On Maundy Thursday evening, at 7.30pm, the choir will lead us in our “Eucharist of the Last Supper” with the “Washing of Feet” and “Stripping of the Altar”. Through music, liturgy and preaching we will be taken back to that Last Supper which Jesus shared with his disciples, and out into the night of his betrayal by Judas on the Mount of Olives. By the end of this service the cathedral will be left stark and bare for our Good Friday services of devotion.

Good Friday

On Good Friday, we shall welcome Dr Heather Morris, Methodist General Secretary, and Ecumenical Canon of Armagh to Belfast Cathedral. Dr Morris is our speaker for the three hour devotional service “The Last Words of Christ from the Cross” which begins at 12 noon and carries us through the emotions of the crucifixion to conclude at 3.00pm. You are welcome to join or leave this service at any time, or to stay throughout, depending on your personal circumstances.

At 7.30pm on Good Friday evening the cathedral choir will lead a devotional service of evensong as the light fades on one of history’s most momentous days.

Holy Saturday

On Holy Saturday 30th March, at 8.00pm the spectacular Easter Vigil service begins with the lighting of the Easter Fire on the cathedral steps. We will then make our candle lit way from the telling of creation, the Exodus escape of God’s people through the Red Sea, and through scripture to the Resurrection of Jesus Christ as recounted in the gospel.  With each scripture account, and with the individual reaffirmation of our baptismal vows, we shall make our way through the cathedral building, until bathed in light we reach our human destination of resurrection hope.

Easter Day

On Easter morning we will have to cope with the clocks moving forward by one hour. Despite one hour less to sleep, all are invited to our 11.00am Easter Morning Eucharist. The cathedral choir will lead us in the wonderful “Messe Solenelle” by the French composer Louis Vierne. With its bright harmonies and soaring notes sung by our choir, this piece will take us beyond ourselves to that place where we find resurrection life once again.

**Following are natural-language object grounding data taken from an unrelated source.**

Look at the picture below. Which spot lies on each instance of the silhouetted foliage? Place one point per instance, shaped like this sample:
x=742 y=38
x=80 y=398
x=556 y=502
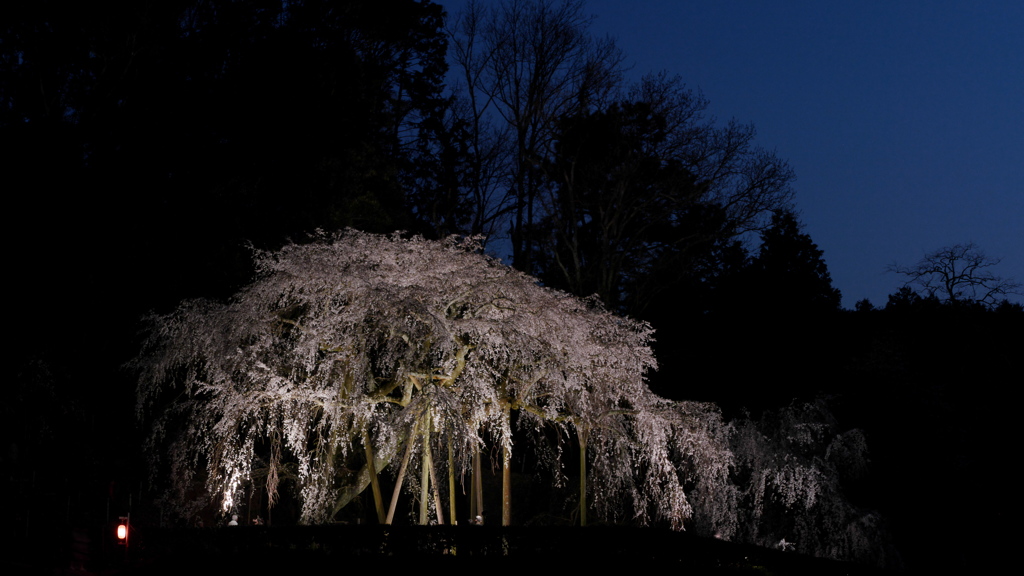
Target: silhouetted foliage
x=958 y=275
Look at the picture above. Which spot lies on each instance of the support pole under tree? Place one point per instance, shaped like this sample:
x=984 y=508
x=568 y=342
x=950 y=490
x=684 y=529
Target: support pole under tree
x=583 y=476
x=506 y=485
x=401 y=477
x=452 y=517
x=372 y=467
x=425 y=480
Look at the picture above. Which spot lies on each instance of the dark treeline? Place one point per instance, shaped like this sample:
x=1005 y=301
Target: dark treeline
x=145 y=149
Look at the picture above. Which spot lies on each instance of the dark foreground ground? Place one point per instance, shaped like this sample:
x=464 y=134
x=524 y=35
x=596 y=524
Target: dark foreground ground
x=328 y=549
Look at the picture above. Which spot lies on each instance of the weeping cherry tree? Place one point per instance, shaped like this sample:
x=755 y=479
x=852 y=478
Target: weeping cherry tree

And on Easter Sunday afternoon, back to our regular time of 3.30pm, we shall share a special Festive Evensong that will include “The Easter Anthems”, an evensong setting composed by Sarah MacDonald of Ely Cathedral, and Stanford’s Magnificat and Nunc Dimittis in C.

 

The journey of Jesus through the first Holy Week calls each of us to enter our own personal pilgrimage. So that 2000 years later, we are not distant observers but those whose emotions and lives are shaped, challenged and changed by our own Holy Week.